I have met math geniuses and I am not in their ranks. As Bezos once said in an interview, their brains are different.

However, it is worth pointing out: just give it more time. You don't have to see progress right away. If you set up a website or are doing some data science, you should expect little issues that will eat your time. This may be as trivial as simple as your python library is 2.7 vs 3.x or you have to load in C++ compilers and the error message is obscure etc.

The worst part is this drudge work is front loaded: before you start your app you have to pay these dues. Then once it is up and running you can experiment and you find a lot of progress being made.

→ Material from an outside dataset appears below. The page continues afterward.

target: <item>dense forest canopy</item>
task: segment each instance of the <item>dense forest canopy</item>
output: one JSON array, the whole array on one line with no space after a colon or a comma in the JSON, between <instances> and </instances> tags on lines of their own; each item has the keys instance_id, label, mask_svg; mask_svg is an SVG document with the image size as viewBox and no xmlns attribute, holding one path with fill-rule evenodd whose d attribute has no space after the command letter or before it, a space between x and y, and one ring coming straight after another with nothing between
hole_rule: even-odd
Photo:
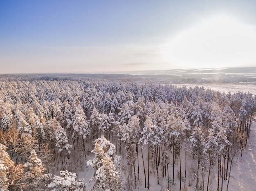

This simple truism hurts newbies who don't see progress right away.

1 comments

This is a very insightful comment. I can attest this happens in other fields too, like music. If you compare yourself to how fast the unusual people progress, you'll be depressed. But in talking about this with some music profs who have taught thousands of people, they've said those people have their own challenges (ie. not able to function in society and thus hold down gigs), and very frequently slow learners get there too....but only if they give themselves permission to take the time.